Today I have mostly been editing the book, coming across sentences the likes of
My heart crumpled like a Chinese lantern trodden underfoot.
See I know what I meant when I wrote that, but you can see why I have crises of faith.
I've also been searching the Internet for a riding crop, which is the item my father requested as a birthday present this year. My eyes have been opened to a whole new world, and one with very little to do with riding horses. And yeah, it did occur to me after I had found a suitable item (i.e not made of PVC and pink feathers) that it was perhaps not the most ethical of purchases. Fortunately, having already fulfilled my guilt quotient for the day, I decided that since clearly human beings seemed to get a lot of pleasure out of riding crops, so (probably) do horses.
No, I know that doesn't work. Sorry.
Two bits of stuff for you:
Disability Nation Podcast
An American chap called Larry Wanger has set up a new disability podcast called Disability Nation. I think this project has a great deal of potential; there are three episodes so far. I was unable to access the first one (the site still contains a few broken links), but I listened to an interview with a lady called Patty Dobbs Gross who runs the North Star Foundation, which breeds and places service dogs with children with autism. I found this very interesting - as far as I know, there is nothing like this in the UK.

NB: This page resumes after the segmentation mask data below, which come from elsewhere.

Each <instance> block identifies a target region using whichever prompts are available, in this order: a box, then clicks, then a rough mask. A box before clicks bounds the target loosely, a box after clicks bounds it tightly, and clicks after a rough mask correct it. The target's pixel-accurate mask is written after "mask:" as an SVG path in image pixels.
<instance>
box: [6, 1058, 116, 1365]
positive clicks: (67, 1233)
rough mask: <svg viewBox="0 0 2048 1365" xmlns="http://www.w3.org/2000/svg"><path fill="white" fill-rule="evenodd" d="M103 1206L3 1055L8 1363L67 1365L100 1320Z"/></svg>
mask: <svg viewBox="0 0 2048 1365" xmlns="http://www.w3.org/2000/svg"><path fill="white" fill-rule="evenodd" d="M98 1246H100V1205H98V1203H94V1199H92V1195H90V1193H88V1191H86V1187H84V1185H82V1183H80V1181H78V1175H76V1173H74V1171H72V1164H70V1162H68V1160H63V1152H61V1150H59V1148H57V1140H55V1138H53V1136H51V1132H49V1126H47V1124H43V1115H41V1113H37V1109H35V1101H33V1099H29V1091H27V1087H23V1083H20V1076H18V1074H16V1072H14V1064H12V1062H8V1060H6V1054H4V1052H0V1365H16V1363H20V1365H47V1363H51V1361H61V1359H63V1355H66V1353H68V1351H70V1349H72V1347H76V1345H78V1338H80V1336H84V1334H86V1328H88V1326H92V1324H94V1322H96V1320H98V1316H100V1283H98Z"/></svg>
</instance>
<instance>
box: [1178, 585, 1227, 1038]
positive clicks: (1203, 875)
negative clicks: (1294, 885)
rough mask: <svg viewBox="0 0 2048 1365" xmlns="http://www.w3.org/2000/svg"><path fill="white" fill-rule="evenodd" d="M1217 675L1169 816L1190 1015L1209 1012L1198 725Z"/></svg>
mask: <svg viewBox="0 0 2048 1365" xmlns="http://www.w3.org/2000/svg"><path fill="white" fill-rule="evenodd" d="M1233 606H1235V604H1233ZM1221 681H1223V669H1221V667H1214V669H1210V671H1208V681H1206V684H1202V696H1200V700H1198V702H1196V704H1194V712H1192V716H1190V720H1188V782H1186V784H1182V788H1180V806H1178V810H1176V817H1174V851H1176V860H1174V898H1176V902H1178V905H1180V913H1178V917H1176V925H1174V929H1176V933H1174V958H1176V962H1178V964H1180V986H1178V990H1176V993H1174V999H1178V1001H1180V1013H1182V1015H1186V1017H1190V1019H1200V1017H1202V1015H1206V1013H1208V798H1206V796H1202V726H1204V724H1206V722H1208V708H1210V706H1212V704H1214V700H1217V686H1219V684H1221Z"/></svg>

The other episode I listened to had an interview with Lucy Gwin, the great character who founded Mouth Magazine. Larry himself is a very natural presenter and there's uh... no Jeremy Beadle (apparently, the next Ouch podcast is coming any day soon).
In other disability-related news, this was the funniest story of the last week.
The 2996 Project.
I am not keen to do this myself, but thought some folks may be interested in the 2996 project, to get 2996 different bloggers blogging about the 2996 different individuals that died in the terrorist attacks in the US on 11th September 2001.
The idea is that each blogger who wishes to do this is allocated the name of one of those victims and agrees to write a tribute to them on 11th September 2006 (the five year anniversary). Given that they're trying to get 2996 bloggers involved, I guess they need as much publicity as they can get.
(via Strange Culture).
Oooo, that riding crop portion was hilarious. I actually had a fellow ask to use one on me once. I thought, "Why not?" I got as much enjoyment out of it as a horse, of course.
Actually the Chinese Lantern sentance made a lot of sense to me. That's hardly a recommendation coming from me though.;-)
I'll try to dig out a record from Solefald for you. They are a norwegian black/avantgarde metal group. It's called 'When the Moon is on the Wave', lyrics straight from Manfred.
Pete mad, in bed and dangerous when wet;-)
The Autism Dog thing was very interesting. Lily got a cat from the protection league (she is called Pussy) and Sybil interacts with her very well. There were a couple of face scratches early on but now she is very good with her.
Sybil wouldn't stroke her at first but I managed to get her to do it. This was mainly by holding her hand to Pussy's fur. Nowe she sits and strokes her and reads her stories, which is very sweet.
I think this American project is fantastic. Autistic children do have a problem with interaction and if animals can involve the child with another living thing it can only be beneficial to their development.
I have been searching the internet for riding crops as well, for the simple reason that I did not have a clue what that could be. Errm...I know now. Very enlightening.
The disability related funniest story of the week was a good one. I will try that in front of my home next time when I am annoyed about cars that are not supposed to be there.
Marmite, yes I thought you would be interested in the dog scheme - as soon as I heard about it, it made so much sense that autistic children could benefit from animals. And they are service animals, not just pets; it isn't "Ah how sweet to give these poor disadvantaged kids something to cuddle" - they really are meant to help, even to help keep the children safe.